Local doctor tries to quell ‘dry drowning’ fears

WICHITA, Kan. (KSNW) – “Dry drowning” is a term that’s striking fear and concern in parents, especially now that it’s summer.

Earlier this month, a child from Texas died a week after swimming on a family vacation. The suspected cause of death was “dry drowning,” a result of water being left in the lung, causing it to close up.

Since the child’s death, several stories popped up on social media about dry drowning involving children. A pediatric intensivist at Wesley Medical Center is now pushing back against recent reports, saying there’s lots of misinformation.

According to Dr.
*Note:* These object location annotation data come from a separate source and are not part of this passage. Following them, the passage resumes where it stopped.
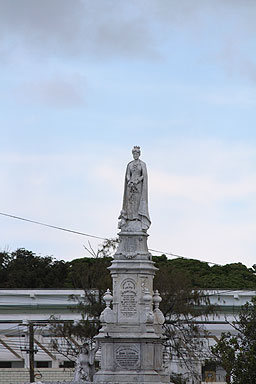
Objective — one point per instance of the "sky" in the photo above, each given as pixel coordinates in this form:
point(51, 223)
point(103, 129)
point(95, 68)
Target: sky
point(82, 82)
Laura Haws, Wesley Children’s Hospital is getting multiple visits per week out of concerns for dry drowning.

“Very frequently the complaint is ‘My kid went swimming yesterday’ or ‘My kid went swimming over the weekend and they’re really tired’ or ‘They’re just not quite acting like themselves,'” said Haws.
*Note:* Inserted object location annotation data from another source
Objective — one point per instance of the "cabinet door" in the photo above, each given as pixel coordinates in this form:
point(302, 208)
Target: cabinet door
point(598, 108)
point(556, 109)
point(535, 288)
Unlike recent reports, Haws said dry drowning can’t happen days after swimming — it happens within about twelve hours.

She explained that if a child is submerged under water for a period of time, and starts coughing, turning blue around the mouth or breathing heavily — get help.
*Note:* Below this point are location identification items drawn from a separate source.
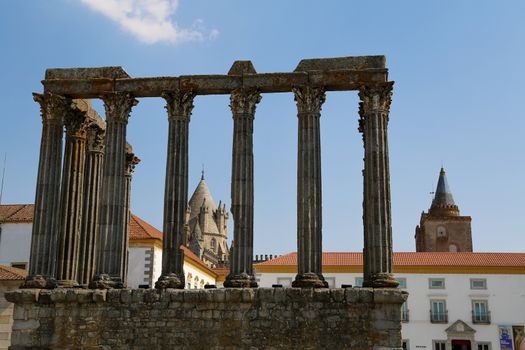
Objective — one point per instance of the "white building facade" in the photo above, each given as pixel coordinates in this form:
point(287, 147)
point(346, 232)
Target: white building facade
point(144, 253)
point(457, 301)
She added that if a child swallows water and starts coughing for a few minutes, then recovers — there’s nothing to worry about.

“If they have made it to the next day and they have no symptoms,” Haws said. “There’s no concern for an inhalation injury or submersion event.”

Dr. Haws said if a child experiences dry drowning, it is treatable, depending on the severity. Treatments include a breathing machine, blood pressure support or water pills to remove the fluid.

KSN’s Amanda Aguilar asked how long it takes to recover from dry drowning. According to Haws, it could take days or weeks.

Haws encouraged parents and kids to practice water safety. If a child can’t swim, they shouldn’t be in water over their head and they should use appropriate flotation devices. She also advised parents to supervise kids while they’re in the pool.